«Вскоре обнаружилась морская болезнь у молодых и подверженных ей или не бывших давно в походе моряков. Я ждал, когда начну и я отдавать эту скучную дань морю, а ждал непременно. Между тем наблюдал за другими: вот молодой человек, гардемарин, бледнеет, опускается на стул; глаза у него тускнеют, голова клонится на сторону. Вот сменили часового, и он, отдав ружье, бежит опрометью на бак. Офицер хотел что–то закричать матросам, но вдруг отвернулся лицом к морю и оперся на борт. «Что это, вас, кажется, травит?» — говорит ему другой. Едва успеваешь отскакивать то от того, то от другого. «Выпейте водки», — говорят мне одни. «Нет, лучше лимонного соку», — советуют другие; третьи предлагают луку или редьки. Я не знал, на что решиться, чтобы предупредить болезнь, и закурил сигару. Болезнь все не приходила, и я тревожно похаживал между больными, ожидая — вот–вот начнется. «Вы курите в качку сигару и ожидаете после этого, что вас укачает: напрасно!» — сказал мне один из спутников. И в самом деле напрасно: во всё время плавания я ни разу не почувствовал ни малейшей дурноты и возбуждал зависть даже в моряках».
При приступах морской болезни всегда находились доброхоты, иронизировавшие над страдальцами, «ехавшими в Ригу» или «травившими канат». Крайне распространенным был вопрос, «дошел ли ты до грунта?». Это был намек на водолазов, которым такой вопрос задавали в момент соприкосновения с дном, когда страховочный фал можно было более уже не травить.

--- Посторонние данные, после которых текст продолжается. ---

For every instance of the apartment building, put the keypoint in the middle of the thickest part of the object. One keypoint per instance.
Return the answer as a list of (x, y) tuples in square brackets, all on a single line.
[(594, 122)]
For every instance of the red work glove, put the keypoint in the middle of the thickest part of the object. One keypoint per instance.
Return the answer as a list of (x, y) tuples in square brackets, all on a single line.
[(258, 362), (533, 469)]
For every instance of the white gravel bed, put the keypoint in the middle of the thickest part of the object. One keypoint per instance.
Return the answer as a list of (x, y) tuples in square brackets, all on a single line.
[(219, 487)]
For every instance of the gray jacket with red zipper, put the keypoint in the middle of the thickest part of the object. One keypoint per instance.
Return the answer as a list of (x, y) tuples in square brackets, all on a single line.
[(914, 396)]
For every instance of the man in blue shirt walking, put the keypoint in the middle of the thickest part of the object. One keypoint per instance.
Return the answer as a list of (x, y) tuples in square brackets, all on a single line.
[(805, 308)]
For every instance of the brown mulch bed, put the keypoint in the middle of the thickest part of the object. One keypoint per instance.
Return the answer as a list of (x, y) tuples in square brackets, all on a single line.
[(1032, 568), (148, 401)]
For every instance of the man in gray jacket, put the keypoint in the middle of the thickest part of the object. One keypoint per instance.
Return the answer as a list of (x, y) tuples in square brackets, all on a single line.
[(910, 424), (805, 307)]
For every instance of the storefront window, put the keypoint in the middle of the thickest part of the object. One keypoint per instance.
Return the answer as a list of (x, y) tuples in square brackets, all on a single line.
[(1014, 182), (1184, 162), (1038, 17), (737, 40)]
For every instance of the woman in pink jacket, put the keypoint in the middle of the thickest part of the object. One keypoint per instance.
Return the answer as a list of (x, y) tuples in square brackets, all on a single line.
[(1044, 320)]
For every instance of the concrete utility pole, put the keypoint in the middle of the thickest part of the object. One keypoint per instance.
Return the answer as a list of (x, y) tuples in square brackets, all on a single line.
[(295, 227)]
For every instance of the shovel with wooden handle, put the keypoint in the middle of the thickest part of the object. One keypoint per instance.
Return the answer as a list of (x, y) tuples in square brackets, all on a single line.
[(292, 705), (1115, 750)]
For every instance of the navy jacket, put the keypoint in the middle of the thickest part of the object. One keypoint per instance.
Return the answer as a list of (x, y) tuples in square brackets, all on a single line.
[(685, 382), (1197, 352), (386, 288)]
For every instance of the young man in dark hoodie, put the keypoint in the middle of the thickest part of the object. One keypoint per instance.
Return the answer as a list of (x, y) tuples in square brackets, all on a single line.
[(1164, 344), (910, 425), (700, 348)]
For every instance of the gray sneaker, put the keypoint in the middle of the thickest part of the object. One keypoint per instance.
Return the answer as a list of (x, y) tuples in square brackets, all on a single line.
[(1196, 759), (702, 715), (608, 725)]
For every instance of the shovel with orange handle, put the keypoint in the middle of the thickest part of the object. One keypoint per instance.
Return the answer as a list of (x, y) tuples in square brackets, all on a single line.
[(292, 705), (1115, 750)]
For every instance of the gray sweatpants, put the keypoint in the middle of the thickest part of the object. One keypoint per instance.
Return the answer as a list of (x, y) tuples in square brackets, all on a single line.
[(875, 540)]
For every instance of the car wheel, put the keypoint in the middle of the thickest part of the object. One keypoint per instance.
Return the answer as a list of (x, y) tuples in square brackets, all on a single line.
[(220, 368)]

Во времена парусного флота с морской болезнью нижних чинов боролись радикальными способами. Боцмана вооружались линьками[271] и выгоняли страдальцев на верхнюю палубу — скоблить ее. Если же боцман был совсем «зверем», то предлагалось даже подняться на марс мачты. Болезнь, говорят, довольно быстро проходила, и вниз человек спускался уже «совершенно исцеленным».

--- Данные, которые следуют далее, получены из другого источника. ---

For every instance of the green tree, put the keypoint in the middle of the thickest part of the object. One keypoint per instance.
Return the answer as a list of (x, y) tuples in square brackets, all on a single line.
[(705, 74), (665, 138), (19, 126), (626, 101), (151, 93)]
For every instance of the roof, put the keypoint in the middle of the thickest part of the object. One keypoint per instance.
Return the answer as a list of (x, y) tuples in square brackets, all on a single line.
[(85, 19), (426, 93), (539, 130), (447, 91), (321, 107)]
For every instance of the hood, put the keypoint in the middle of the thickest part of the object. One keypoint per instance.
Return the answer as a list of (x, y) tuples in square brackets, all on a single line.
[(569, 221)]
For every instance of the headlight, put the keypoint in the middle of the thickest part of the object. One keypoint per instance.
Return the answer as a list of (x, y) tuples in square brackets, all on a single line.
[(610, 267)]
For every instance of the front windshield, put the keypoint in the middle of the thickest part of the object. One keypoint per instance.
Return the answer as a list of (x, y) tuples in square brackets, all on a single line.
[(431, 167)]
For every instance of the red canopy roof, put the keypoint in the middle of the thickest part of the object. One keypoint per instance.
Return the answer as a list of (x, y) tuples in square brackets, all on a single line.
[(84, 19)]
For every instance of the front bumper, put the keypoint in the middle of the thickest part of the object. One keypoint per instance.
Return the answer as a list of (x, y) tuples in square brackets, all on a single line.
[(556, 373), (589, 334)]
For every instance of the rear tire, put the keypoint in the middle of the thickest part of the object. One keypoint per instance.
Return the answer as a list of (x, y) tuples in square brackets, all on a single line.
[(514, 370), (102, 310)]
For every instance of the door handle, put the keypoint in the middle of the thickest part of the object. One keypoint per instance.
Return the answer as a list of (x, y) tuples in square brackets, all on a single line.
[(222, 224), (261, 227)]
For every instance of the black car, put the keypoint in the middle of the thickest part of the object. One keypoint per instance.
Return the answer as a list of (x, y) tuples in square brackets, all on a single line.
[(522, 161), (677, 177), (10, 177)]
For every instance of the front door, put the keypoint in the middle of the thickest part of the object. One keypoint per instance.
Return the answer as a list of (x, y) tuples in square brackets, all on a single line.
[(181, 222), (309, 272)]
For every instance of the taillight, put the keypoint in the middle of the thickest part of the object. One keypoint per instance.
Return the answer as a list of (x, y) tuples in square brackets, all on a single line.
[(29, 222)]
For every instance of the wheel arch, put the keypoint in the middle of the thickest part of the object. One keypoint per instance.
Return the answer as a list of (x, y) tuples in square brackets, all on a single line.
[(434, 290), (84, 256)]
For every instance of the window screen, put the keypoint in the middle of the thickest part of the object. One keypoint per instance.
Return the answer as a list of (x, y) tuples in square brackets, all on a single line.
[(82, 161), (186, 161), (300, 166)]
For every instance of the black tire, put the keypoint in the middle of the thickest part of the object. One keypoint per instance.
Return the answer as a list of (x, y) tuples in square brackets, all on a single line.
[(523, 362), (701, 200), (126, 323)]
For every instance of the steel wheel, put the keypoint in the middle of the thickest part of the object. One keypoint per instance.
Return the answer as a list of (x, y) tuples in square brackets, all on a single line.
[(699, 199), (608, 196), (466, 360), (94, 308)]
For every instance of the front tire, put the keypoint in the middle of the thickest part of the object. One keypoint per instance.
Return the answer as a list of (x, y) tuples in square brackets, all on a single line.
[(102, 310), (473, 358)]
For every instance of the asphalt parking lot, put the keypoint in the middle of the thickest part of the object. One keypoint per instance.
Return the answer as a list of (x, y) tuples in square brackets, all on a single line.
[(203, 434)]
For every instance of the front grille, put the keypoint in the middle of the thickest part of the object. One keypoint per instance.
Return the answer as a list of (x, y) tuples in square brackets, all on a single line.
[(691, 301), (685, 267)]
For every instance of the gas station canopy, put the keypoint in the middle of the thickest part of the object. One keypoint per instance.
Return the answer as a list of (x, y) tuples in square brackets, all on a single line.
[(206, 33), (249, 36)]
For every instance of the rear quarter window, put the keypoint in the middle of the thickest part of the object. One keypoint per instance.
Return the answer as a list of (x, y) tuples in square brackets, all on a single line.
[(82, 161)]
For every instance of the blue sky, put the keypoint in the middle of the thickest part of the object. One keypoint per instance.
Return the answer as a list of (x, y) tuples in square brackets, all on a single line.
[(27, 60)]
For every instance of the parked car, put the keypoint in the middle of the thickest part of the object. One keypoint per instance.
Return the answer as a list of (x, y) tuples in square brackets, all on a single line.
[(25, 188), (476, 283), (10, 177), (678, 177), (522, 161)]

Случалось, что некоторых офицеров списывали на берег из–за того, что они не могли из–за морской болезни выполнять свои обязанности. Такая участь, например, постигла старшего артиллерийского офицера броненосца береговой обороны «Адмирал Ушаков» Александра Александровича Гаврилова. Страдавшего крайне тяжелой формой морской болезни артиллериста позже перевели в береговой состав флота.
Морской болезни были подвержены и члены императорской фамилии. Только вот лечили их, естественно, по–другому. Вспоминает офицер императорской яхты «Штандарт» капитан 2–го ранга Николай Васильевич Саблин (яхта идет славящимся своими жестокими штормами Северным морем):
«Государя[272]вообще не укачивало, а для детей устроили у гротмачты, где меньше качало, из подушек и пледов целые укрепления и какие–то прямо логовища, в которых все княжны и лежали целый день, причем только бедную Татьяну Николаевну жестоко укачало. Она, одна из всех, иногда болела даже на якоре, при малейших хождениях судна на канате, при свежих ветрах. Милые нянюшки уговаривали княжон поболеть, подставляли им судки, но, в общем, никто из них особенно не страдал.
Зато Алексей Николаевич временами очень скверно себя чувствовал, и было жалко смотреть, как боцман Деревенько подносил к его рту серебряный судочек, пока наследник «кормил рыб», как говорят у нас во флоте.